# Data Preparation


In [12]:
# IMPORTS 
import os
import pandas as pd
from sklearn.model_selection import train_test_split

# Load in Data

In [13]:
labels = ['Alex', 'Kelly']

def create_labeled_df(main_directory="datasets"):
    file_paths = []
    target_variable = []

    for directory in os.listdir(main_directory):
        full_path = os.path.join(main_directory, directory)

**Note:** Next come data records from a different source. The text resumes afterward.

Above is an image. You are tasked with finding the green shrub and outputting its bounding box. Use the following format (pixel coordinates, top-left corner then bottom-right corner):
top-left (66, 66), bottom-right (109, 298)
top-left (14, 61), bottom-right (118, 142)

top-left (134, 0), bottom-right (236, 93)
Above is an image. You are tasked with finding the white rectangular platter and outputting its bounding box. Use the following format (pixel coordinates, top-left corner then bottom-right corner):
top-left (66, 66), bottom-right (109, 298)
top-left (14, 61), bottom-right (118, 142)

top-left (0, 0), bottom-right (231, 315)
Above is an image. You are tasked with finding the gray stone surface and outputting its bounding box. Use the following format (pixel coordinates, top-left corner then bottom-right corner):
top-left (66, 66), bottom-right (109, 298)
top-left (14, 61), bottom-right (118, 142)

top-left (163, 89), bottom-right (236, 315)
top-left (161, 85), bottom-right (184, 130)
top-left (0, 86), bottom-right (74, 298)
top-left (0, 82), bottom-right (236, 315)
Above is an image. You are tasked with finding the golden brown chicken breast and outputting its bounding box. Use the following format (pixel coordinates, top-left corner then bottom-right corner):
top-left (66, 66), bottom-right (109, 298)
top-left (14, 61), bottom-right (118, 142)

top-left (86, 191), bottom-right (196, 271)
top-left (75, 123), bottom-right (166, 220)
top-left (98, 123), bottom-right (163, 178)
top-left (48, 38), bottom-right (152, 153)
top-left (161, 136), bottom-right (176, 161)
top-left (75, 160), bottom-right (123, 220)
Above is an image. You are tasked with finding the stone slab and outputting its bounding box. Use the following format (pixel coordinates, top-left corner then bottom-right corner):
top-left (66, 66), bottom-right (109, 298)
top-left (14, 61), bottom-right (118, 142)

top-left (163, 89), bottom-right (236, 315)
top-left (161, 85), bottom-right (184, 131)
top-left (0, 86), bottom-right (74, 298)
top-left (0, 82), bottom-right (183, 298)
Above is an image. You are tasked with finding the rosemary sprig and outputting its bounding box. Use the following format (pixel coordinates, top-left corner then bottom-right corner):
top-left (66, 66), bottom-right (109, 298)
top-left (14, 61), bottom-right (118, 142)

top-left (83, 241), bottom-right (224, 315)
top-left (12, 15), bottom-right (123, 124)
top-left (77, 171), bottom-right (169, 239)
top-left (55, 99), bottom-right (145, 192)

        if directory not in labels:
            continue

        for path in os.listdir(full_path):
            image_path = os.path.join(full_path, path)
            if os.path.isfile(image_path):
                target_variable.append(directory)
                file_paths.append(image_path)

    df = pd.DataFrame({
        "Path": file_paths,
        "Target": target_variable
    })

    csv_filename = "labelled_images.csv"
    df.to_csv(csv_filename, index=False)
    return df

labelled_df = create_labeled_df() # call function
labelled_df.head()


Unnamed: 0,Path,Target
0,datasets/Alex/Alex-Image119.png,Alex
1,datasets/Alex/Alex-Image131.png,Alex
2,datasets/Alex/Alex-Image125.png,Alex
3,datasets/Alex/Alex-Image247.png,Alex
4,datasets/Alex/Alex-Image27.png,Alex


In [14]:
labels = ['TestSet01', 'TestSet02']

def create_unlabelled_df(main_directory="datasets"):
        file_paths = []

        for directory in os.listdir(main_directory):
            full_path = os.path.join(main_directory, directory)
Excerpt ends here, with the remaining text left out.